Background: In spite of a well-established development of instruments, difficulty in interpreting health related quality of life scores may limit its use in clinical practice. Objective: To develop generalizable interpretation aids for a measure of perceived functional visual status, the VF-14 index. Design: Item Response Theory (Rasch analysis) was used to analyze the performance of VF-14 items. The ‘ruler’ aid was derived from the most difficult activity (item) a patient is able to do without difficulty; the ‘clinical scenarios’ aid, first identified all significantly different clusters of items within the index and then estimated the mean expected difficulty (responses) to perform a benchmark item in each cluster. Setting: The study was conducted in four hospitals and six ambulatory cataract surgery centers in Barcelona, Spain. Patients: One hundred and ninety-eight patients scheduled for first eye cataracts surgery. Measurements: The self-reported VF-14 index and clinical measures were used. Results: All VF-14 items were found unidimensional with three items showing only partial misfit. For a patient with a VF-14 Rasch score of 71, the ‘ruler’ aid indicated that ‘doing fine handwork’ would be the most requiring activity he/she would perform without difficulty.

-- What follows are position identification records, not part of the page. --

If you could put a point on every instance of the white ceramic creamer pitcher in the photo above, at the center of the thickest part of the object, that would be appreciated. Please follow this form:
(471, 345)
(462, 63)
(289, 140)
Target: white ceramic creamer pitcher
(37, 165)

The ‘clinical scenarios’ aid estimated that such a patient would be unable to ‘drive at night’, would have some difficulty ‘reading small print’ and no difficulty ‘doing fine handwork’, ‘watching TV’ or ‘recognizing people’. Concordance between modeled and observed responses was fair to substantial. Conclusions: Simple content-based interpretation aids for the VF-14 scores were developed that should facilitate its use in clinical practice. These aids should be easily generalizable to other quality of life instruments.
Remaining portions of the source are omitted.